Originaire de Grèce, Il aurait été envoyé par le pape
qui l’aurait consacré évêque, pour enseigner l’évangile dans le sud-ouest des Gaules. Selon ce récit, il s’installa à Mediolanum (aujourd’hui
Saintes) dans une cabane modeste, puis se hasarda en ville et dans les campagnes afin de prêcher la parole de Dieu.
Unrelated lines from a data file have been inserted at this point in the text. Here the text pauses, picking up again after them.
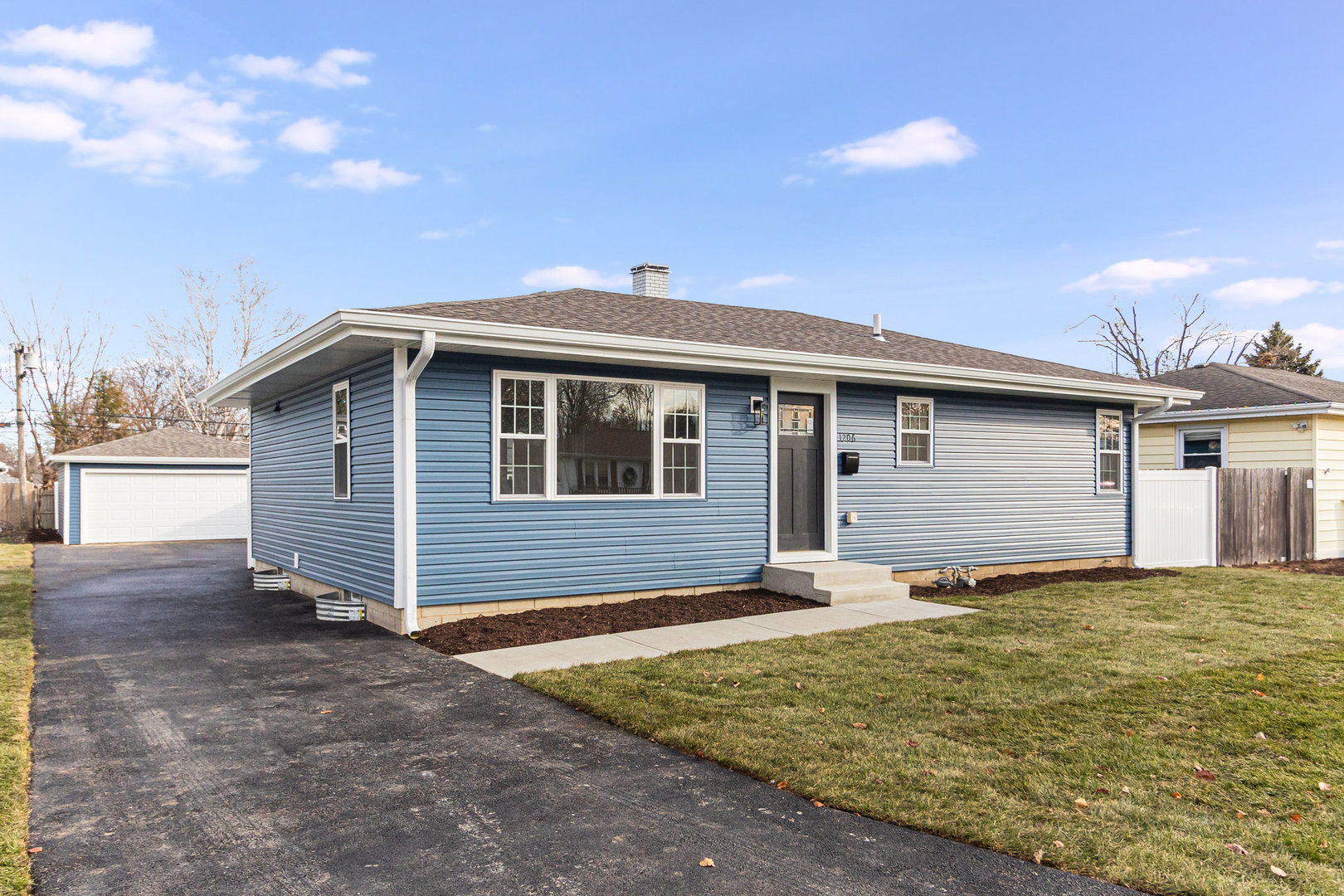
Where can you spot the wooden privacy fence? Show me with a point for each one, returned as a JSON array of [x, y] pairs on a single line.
[[1265, 514]]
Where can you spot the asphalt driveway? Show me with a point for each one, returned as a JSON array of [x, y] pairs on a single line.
[[195, 737]]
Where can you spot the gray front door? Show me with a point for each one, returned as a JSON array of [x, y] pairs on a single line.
[[799, 483]]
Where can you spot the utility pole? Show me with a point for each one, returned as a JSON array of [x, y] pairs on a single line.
[[17, 419]]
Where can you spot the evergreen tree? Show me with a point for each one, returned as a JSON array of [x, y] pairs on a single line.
[[1278, 351]]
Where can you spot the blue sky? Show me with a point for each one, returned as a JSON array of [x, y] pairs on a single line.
[[976, 173]]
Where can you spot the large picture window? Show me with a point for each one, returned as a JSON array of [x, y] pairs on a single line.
[[582, 437], [1110, 440], [914, 431], [340, 441]]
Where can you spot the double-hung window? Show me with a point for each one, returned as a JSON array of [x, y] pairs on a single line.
[[914, 431], [1110, 438], [587, 437], [340, 441]]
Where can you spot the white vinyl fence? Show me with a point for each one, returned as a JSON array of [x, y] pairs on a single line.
[[1176, 518]]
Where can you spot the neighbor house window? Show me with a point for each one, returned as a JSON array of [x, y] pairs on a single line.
[[914, 431], [522, 437], [1200, 449], [1110, 427], [583, 437], [340, 441]]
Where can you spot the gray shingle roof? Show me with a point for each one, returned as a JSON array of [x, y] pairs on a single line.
[[169, 442], [1229, 386], [626, 314]]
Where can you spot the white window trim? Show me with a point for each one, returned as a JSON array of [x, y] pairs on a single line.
[[1181, 442], [1097, 451], [552, 436], [901, 431], [350, 453]]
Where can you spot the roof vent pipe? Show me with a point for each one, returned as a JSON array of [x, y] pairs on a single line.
[[650, 280]]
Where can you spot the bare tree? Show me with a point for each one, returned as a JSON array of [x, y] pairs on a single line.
[[1198, 338], [216, 336], [71, 355]]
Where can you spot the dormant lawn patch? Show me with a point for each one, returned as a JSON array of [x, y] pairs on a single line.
[[1179, 735]]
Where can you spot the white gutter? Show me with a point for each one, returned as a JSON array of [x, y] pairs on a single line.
[[1241, 412], [407, 557], [542, 342]]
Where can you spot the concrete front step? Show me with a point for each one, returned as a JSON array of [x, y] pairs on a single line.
[[834, 582]]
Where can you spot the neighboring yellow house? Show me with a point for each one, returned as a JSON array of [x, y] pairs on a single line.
[[1257, 416]]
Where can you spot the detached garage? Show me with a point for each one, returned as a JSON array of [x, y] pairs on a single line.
[[168, 485]]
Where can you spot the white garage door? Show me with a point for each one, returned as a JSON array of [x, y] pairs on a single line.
[[162, 507]]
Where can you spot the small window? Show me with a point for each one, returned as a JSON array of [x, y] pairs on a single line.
[[522, 437], [1199, 449], [914, 431], [1110, 436], [340, 441], [682, 441]]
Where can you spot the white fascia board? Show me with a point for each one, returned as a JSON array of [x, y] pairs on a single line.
[[152, 461], [541, 342], [1244, 412]]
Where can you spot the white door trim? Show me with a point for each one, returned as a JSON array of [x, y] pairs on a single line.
[[827, 388]]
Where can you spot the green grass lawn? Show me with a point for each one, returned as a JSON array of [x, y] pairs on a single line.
[[15, 684], [988, 727]]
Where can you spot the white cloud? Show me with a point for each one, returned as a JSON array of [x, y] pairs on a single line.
[[570, 275], [457, 232], [358, 175], [765, 280], [311, 134], [1328, 344], [1140, 275], [42, 121], [1272, 290], [97, 45], [930, 141], [329, 71]]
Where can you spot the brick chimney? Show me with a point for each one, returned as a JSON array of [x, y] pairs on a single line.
[[650, 280]]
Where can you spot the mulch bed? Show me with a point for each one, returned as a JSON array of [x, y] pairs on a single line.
[[1023, 581], [561, 624], [1317, 567]]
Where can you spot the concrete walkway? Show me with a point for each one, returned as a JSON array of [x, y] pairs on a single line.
[[698, 635], [191, 735]]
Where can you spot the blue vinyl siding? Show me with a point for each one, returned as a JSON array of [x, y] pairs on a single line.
[[139, 468], [1014, 480], [475, 550], [347, 544]]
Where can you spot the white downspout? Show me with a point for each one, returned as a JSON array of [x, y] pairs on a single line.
[[1133, 476], [405, 469]]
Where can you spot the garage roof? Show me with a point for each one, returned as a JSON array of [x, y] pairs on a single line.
[[160, 446]]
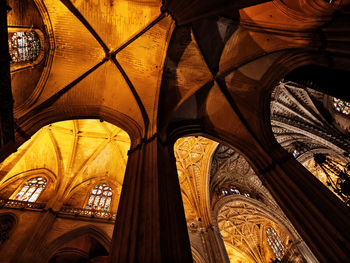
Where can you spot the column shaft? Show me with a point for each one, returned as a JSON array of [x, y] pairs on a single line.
[[151, 225]]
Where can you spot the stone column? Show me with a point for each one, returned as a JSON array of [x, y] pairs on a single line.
[[6, 101], [32, 246], [151, 225], [318, 215]]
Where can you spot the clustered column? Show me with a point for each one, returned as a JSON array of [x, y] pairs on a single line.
[[151, 225]]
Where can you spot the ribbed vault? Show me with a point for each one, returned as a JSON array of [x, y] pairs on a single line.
[[78, 153]]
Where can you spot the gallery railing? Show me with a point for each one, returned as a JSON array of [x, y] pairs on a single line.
[[65, 210], [8, 203], [87, 213]]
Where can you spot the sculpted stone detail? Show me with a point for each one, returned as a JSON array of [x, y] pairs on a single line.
[[303, 124], [229, 171], [300, 122]]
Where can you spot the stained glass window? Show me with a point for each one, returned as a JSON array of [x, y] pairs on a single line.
[[100, 198], [23, 46], [341, 106], [275, 243], [31, 190]]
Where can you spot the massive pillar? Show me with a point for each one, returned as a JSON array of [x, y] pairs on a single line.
[[318, 215], [151, 225], [6, 101]]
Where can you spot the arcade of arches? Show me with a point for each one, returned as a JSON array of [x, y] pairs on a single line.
[[174, 131]]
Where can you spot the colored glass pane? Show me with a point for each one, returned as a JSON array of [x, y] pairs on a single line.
[[341, 106], [23, 46], [275, 243], [100, 198]]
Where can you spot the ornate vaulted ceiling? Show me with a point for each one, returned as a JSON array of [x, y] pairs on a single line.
[[113, 57], [76, 154]]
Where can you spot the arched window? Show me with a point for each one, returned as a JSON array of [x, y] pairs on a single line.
[[275, 243], [23, 46], [31, 190], [341, 106], [100, 198]]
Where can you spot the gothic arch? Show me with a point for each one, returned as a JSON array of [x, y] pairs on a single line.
[[89, 230], [36, 121], [23, 177]]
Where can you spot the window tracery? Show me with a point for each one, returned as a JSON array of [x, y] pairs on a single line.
[[23, 46], [341, 106], [100, 198], [275, 243], [31, 190]]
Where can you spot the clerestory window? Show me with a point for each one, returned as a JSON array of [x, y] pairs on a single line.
[[100, 198], [31, 190], [275, 243], [341, 106], [23, 46]]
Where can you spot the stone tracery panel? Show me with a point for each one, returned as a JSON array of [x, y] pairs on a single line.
[[243, 228], [304, 123]]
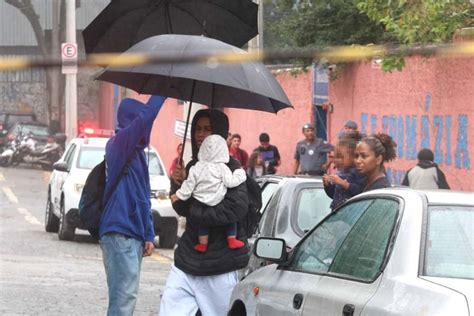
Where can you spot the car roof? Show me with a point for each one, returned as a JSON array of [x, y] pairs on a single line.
[[449, 197], [291, 178]]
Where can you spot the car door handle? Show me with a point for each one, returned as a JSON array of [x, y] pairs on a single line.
[[297, 301], [348, 310]]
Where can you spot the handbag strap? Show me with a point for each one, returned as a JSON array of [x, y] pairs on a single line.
[[122, 173]]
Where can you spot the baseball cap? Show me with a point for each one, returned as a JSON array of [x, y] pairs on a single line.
[[351, 124], [308, 125]]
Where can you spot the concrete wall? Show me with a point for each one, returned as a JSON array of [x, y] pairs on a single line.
[[428, 105]]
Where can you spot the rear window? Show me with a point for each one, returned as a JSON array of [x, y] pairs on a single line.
[[313, 205], [12, 119], [450, 242], [36, 130], [89, 157]]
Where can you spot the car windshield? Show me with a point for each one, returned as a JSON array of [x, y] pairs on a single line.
[[36, 130], [154, 166], [450, 242], [89, 157]]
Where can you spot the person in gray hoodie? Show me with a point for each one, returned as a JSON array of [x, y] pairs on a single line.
[[426, 174]]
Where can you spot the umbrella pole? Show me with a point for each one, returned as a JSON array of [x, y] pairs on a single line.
[[187, 122]]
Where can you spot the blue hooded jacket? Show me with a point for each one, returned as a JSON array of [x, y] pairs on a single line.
[[128, 210]]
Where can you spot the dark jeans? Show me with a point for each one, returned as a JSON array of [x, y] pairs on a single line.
[[231, 230]]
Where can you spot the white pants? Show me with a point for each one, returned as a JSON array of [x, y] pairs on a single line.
[[184, 294]]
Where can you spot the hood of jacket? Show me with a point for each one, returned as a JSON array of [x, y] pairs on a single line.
[[219, 125], [214, 149], [128, 110], [425, 164]]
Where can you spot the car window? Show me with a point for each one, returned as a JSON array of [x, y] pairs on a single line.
[[449, 249], [155, 168], [36, 130], [12, 118], [351, 242], [89, 157], [267, 192], [70, 156], [316, 253], [363, 251], [312, 206]]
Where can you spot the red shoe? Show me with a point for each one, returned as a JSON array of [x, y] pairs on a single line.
[[234, 243], [201, 247]]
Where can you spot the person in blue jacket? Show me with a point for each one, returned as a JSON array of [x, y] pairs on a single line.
[[126, 226]]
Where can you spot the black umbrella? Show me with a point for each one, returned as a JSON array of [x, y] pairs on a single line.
[[246, 85], [124, 23]]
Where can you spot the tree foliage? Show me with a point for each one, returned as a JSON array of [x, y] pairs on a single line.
[[420, 21], [309, 23]]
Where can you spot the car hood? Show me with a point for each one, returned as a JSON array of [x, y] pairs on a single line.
[[463, 286], [159, 183]]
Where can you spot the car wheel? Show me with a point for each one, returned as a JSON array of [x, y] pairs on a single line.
[[51, 221], [65, 232]]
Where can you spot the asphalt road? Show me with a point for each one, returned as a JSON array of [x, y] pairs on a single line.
[[41, 275]]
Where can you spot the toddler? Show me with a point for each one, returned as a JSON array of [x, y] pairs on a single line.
[[208, 181]]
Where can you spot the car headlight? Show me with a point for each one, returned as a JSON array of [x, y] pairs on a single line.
[[78, 187]]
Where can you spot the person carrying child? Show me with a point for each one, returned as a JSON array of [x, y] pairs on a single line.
[[208, 181], [347, 182]]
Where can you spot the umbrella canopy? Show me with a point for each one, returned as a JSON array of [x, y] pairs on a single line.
[[247, 85], [124, 23]]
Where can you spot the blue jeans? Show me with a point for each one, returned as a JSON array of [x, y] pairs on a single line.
[[122, 258]]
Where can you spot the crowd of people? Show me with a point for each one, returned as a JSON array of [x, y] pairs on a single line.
[[211, 192]]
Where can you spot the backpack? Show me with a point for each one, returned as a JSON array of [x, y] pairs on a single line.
[[255, 203], [91, 203]]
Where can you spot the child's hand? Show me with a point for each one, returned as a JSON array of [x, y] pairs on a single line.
[[174, 198]]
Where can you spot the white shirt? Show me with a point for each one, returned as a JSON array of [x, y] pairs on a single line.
[[209, 178]]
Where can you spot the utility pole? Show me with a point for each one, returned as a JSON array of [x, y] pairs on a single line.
[[256, 43], [71, 76]]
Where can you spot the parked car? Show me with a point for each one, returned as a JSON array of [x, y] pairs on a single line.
[[291, 205], [38, 131], [386, 252], [68, 178], [7, 119]]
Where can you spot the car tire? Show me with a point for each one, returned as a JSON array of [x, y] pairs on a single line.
[[166, 228], [65, 231], [51, 221]]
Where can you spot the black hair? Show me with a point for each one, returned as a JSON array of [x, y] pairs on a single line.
[[382, 145], [425, 154], [264, 138], [236, 136]]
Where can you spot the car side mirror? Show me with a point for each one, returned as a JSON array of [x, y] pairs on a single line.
[[271, 249], [61, 166]]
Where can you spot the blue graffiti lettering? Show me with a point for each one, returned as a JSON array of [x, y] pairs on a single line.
[[448, 125], [410, 126], [425, 131], [438, 127], [363, 122], [462, 152]]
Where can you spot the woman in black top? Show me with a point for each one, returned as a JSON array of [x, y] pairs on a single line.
[[370, 155]]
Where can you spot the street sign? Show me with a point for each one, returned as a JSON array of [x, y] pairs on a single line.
[[69, 56], [179, 127]]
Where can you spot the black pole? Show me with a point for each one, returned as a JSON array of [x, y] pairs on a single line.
[[187, 122]]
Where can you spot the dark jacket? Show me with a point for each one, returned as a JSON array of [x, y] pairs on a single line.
[[128, 210], [426, 175], [218, 258]]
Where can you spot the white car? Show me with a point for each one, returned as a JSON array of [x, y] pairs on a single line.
[[385, 252], [68, 178]]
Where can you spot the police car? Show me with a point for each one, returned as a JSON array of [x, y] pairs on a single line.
[[70, 173]]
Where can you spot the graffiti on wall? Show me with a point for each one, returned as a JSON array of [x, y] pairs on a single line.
[[414, 132]]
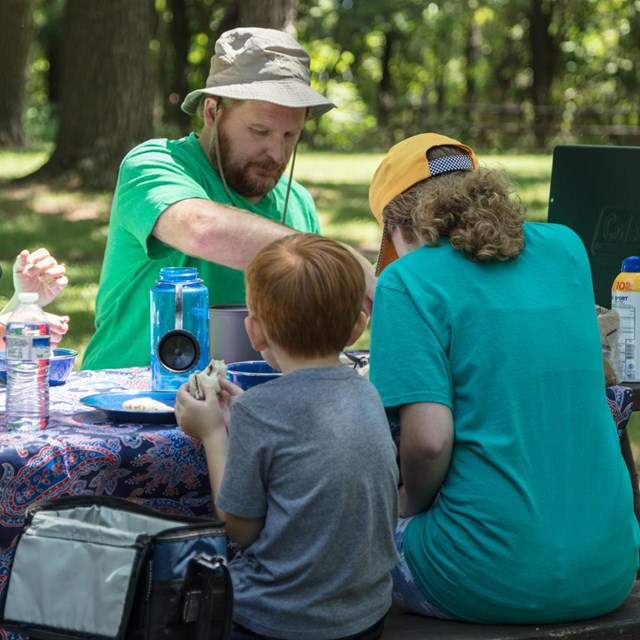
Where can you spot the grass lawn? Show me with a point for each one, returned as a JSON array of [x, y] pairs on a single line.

Un jour le peuple s’étant rassemblé autour de lui, une jeune fille Eustelle, d’une beauté rare, et fille du légat du préteur des Gaules
se prosterna à ses pieds le suppliant de lui enseigner les secrets de la foi. Saint Eutrope la convertit mais s’attira la colère du
gouverneur Romain père d’Eustelle qui la chassa du palais. Celle-ci vint s’installer près de Saint Eutrope. Ne réussissant pas à la
faire revenir le gouverneur demanda aux bouchers de la ville d’aller mettre à mort Saint Eutrope. Ce qu’ils firent en faisant pleuvoir
sur lui une grêle de pierres puis des coups de fouet plombés, instrument ordinairement employé dans le supplice des martyrs, avant
de porter le coup de grâce en lui fendant le crâne avec une hache [2].
Eustelle prit soin du corps du saint et lui donna secrètement une sépulture dans sa maison. Pendant toute sa vie elle lui rendit avec une fidèle dévotion les hommages religieux. Avant de mourir elle demanda que ses restes soient déposés près du tombeau du saint. Ce qui fut fait.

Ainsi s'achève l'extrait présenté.